Feb 8, 1991

MEXICO-U.S. DISPUTE ON TUNA IMPORTS FOR GATT PANEL.

GENEVA, FEBRUARY 7 (CHAKRAVARTHI RAGHAVAN) – A dispute raised by Mexico over U.S. restrictions on imports of yellow-fin tuna products on purported environment grounds of protecting dolphins was referred to a GATT panel Wednesday.

An unusually large number of countries, over 25 counting the EC as one, said they had an interest in the matter and would intervene before the panel.

The dispute arose over an U.S. decision to prohibit all imports of yellowfin tuna and products from Mexico as of 10 October 1990.

This was on the basis of a California court order, implementing the provisions of the U.S. Marine Mammal Protection Act. Subsequently, in December 1990, the U.S. adopted the Dolphin Protection Consumer Information Act under which "Dolphin Safe" label on packages for sale may be used only for tuna and tuna products not fishing in the eastern tropical pacific ocean or which met a number of additional requirements if they contained tuna fished in that area.

Mexico contended that the Marine Mammal Protection Act was contrary to GATT Articles XI (quantitative restrictions), XIII (non-discriminatory administration of QRs) and III (National treatment for imports on internal regulations and taxes) while the Dolphin Protection of Consumer Information Act was incompatible with Article IX (marks of origin).

The U.S. argued that the prohibitions were in accord with the general exceptions relating to conservation of exhaustible natural resources under Article XX (g) and that the prohibitions were not currently operational but that it would not oppose reference to panel.

On other issues, the U.S.-Canada dispute panel ruling on U.S. levy of countervailing duties against imports of Canadian pork again came up before the Council.

Canada pressed for adoption of the ruling and the U.S. continuing to oppose it on the ground that it must await the outcome of the bilateral panel under the U.S.-Canada Free Trade Agreement. The Canadians however contended that the two panels were seized of different issues. Council action was put off until the next meeting.

On another U.S.-Canada dispute, on ice-cream yoghurt where the ruling went in favour of the U.S. and Canada had tied implementation to the outcome of the Uruguay Round, particularly on Article XI, the U.S. again pressed for word from Canada on implementation and said that it had already drawn up a list of products against which the U.S. would retaliate if Canada did not act.

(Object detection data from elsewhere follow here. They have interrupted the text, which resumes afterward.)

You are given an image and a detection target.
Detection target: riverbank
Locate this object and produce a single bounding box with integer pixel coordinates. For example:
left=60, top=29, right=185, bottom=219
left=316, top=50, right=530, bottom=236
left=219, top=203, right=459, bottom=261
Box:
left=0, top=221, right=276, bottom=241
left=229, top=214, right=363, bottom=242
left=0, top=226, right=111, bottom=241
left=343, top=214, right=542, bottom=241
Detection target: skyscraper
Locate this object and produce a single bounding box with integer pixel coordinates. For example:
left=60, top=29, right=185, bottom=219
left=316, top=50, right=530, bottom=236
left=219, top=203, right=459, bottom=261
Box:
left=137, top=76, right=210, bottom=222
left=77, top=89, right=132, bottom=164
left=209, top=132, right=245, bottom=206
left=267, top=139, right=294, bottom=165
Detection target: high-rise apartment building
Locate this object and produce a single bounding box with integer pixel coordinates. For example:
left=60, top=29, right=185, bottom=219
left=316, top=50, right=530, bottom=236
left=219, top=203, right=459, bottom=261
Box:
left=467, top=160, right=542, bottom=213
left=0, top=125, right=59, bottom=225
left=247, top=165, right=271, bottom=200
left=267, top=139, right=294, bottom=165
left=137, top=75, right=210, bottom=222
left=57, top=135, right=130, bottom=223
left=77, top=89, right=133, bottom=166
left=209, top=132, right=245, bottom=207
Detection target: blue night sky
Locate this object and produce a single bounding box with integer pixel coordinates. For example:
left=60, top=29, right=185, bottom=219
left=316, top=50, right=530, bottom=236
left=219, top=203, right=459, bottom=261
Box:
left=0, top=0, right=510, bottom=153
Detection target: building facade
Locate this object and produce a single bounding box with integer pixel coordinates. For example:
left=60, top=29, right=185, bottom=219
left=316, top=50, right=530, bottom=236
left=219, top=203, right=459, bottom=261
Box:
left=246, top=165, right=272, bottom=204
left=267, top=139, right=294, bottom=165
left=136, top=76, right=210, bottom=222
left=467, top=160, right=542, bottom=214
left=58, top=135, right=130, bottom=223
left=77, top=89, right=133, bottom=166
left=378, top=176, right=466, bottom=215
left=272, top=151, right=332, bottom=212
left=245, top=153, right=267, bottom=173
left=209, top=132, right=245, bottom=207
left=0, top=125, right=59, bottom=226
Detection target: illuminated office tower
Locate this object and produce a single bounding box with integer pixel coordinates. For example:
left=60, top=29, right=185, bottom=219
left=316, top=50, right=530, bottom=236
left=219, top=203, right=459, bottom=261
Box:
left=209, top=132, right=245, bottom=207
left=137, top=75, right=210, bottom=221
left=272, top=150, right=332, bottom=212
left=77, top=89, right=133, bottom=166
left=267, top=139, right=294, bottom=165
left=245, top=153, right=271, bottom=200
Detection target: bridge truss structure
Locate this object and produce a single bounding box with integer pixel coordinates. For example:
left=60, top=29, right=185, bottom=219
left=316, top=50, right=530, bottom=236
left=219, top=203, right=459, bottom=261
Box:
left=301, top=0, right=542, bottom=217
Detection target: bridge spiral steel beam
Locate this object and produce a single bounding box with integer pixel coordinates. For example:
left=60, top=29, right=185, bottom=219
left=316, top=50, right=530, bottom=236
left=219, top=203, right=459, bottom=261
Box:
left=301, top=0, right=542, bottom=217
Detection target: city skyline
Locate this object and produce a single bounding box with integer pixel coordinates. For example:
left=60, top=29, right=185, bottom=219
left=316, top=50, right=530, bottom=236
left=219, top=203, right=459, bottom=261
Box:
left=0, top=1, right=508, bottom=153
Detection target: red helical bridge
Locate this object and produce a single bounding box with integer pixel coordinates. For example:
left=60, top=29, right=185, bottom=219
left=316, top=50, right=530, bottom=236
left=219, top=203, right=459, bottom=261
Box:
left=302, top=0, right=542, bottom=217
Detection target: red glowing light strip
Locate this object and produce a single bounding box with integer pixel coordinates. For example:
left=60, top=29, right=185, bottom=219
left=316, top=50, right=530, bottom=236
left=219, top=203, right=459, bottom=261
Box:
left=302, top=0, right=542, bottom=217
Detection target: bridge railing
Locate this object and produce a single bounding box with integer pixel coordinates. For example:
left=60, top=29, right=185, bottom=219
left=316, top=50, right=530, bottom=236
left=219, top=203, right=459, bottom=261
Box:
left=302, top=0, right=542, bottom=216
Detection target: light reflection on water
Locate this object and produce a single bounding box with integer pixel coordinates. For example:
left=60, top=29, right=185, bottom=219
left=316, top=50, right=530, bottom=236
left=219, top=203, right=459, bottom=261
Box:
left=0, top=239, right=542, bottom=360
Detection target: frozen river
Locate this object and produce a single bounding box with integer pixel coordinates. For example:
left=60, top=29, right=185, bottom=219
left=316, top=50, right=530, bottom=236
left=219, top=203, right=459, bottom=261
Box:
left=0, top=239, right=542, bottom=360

Argentina’s Amb. Juan Lanos intervened to make the general point of complaint that a number of dispute settlement rulings of GATT panels adopted by the Council were being held hostage to the completion of the Uruguay Round.

On another panel ruling against Canada (in a dispute with the EC) over activities of provincial liquor marketing boards, the U.S. pressed for Canadian actions to comply with the ruling over beer imports from the U.S. Canada however said that it was still in active consultations with the EC on implementation of the ruling related to wines and spirits, but that the Canadian marketing board restrictions on U.S. beer were consistent with the GATT. But Canada was willing to agree to panel being set up, as sought by the U.S.

The panel is expected to have the same membership as the original EC-Canada panel on this, with consultations to be held to decide on terms of reference of the new panel.

Another issue that came up related to a 1988 panel ruling against Japan, in a case brought by the U.S., over restrictions on imports of a number of agricultural products. Japan at that time had agreed to remove restrictions on a number of items except two where it had agreed to provide increased market access. These are due to expire in March 1991, and the U.S. sought information on what would happen after that date.

Japan said that it was implementing the ruling in the large majority of the cases cited and the issue of implementation in the remaining two products was tied to the outcome of the Uruguay Round and clarifications on Article XI, in the overall context of the consideration in the agriculture negotiations of the issues of waivers and variable levies and equitable treatment of all countries.

In other actions, the Council adopted the report of the working party I on the accession of Guatemala. The report of the working party took note of Guatemala’s commitment to the gradual elimination of import prohibitions and licensing requirements and other quantitative restrictions except those being maintained to protect to human and plant health and public morals.

The accession protocol would now go to a vote of the CPs. When 68 of them accept it, and Guatemala ratifies the protocol, it would be able to sign and become a member.

The Council was also informed about the disinvoking of balance-of-payments rights under Art XVIII: B by Peru and Argentina.

Czechoslovakia, on the other hands, invoked Article XII (the applicable provision for countries other than Third World countries) to introduce a 20 percent import surcharge on all imports of consumer and food products as a measure to safeguard bop under its reform programme.